There are 200 million fewer women online than men, a gender gap that could grow to 350 million if action is not taken, the U.N.’s Broadband Commission announced.
A report from the UN agency released ahead of this week’s general assembly meeting found the inequality, found mainly in the developing world, where “high-status” items such as computers are often reserved for men. In sub-Saharan Africa, for example, the report’s authors estimate that there are only half the number of women connected as men.
“This important new report reveals a worrying ‘gender gap’ in access,” said Hamadoun I. Touré, secretary-general of a U.N. telecommunications group and co-vice chair of the Broadband Commission. “We need to make sure that all people – and most crucially today’s younger generation – have equitable access to [information and communication technologies].
“I believe it is in the interest of every government to urgently strive to redress this imbalance.”
According to the report, titled “Doubling Digital Opportunities: Enhancing the Inclusion of Women and Girls in the Information Society,” women are coming online later and more slowly than men around the globe. Of the world’s 2.8 billion Internet users, 1.3 billion are women, compared with 1.5 billion men.
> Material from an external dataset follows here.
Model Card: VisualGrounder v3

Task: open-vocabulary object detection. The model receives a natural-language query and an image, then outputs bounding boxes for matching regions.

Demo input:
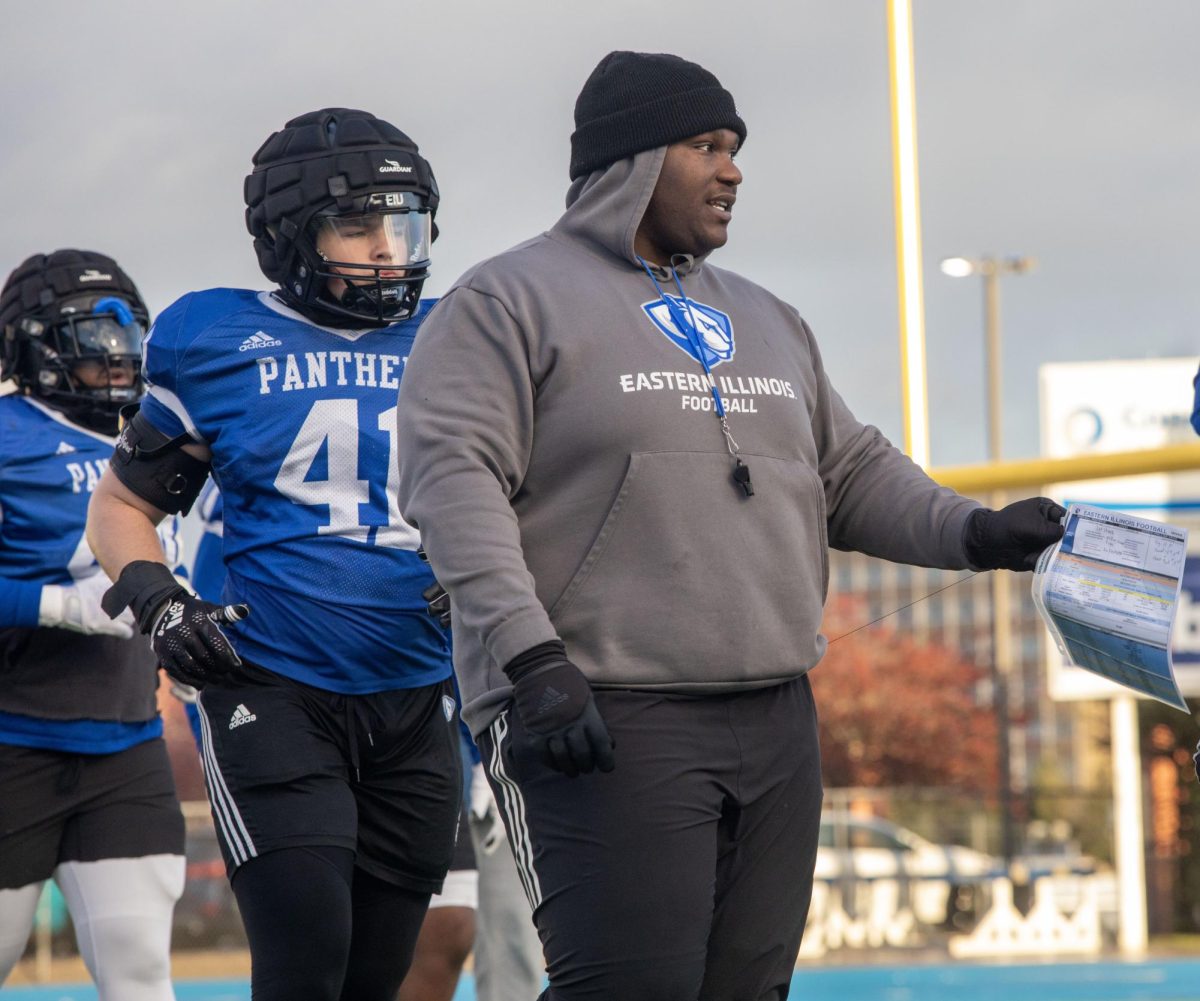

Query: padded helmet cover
[245,108,438,288]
Bringing women and girls online in less developed nations could boost worldwide economies as much as $18 billion, it said.
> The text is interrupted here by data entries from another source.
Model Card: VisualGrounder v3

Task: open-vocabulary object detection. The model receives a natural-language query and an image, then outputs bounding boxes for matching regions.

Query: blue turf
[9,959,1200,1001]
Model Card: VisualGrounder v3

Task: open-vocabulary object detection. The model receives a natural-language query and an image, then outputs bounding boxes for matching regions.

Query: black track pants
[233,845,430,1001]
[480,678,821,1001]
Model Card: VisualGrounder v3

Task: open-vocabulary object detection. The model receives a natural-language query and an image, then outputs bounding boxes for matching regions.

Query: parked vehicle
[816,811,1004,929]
“This new report provides an overview of opportunities for advancing women’s empowerment, gender equality and inclusion in an era of rapid technological transformation,” said Helen Clark, Administrator of the United Nations Development Program. “This report shows ways in which we can further advance the sustainable development agenda by promoting the use of new technologies in support of gender equality and women’s empowerment.”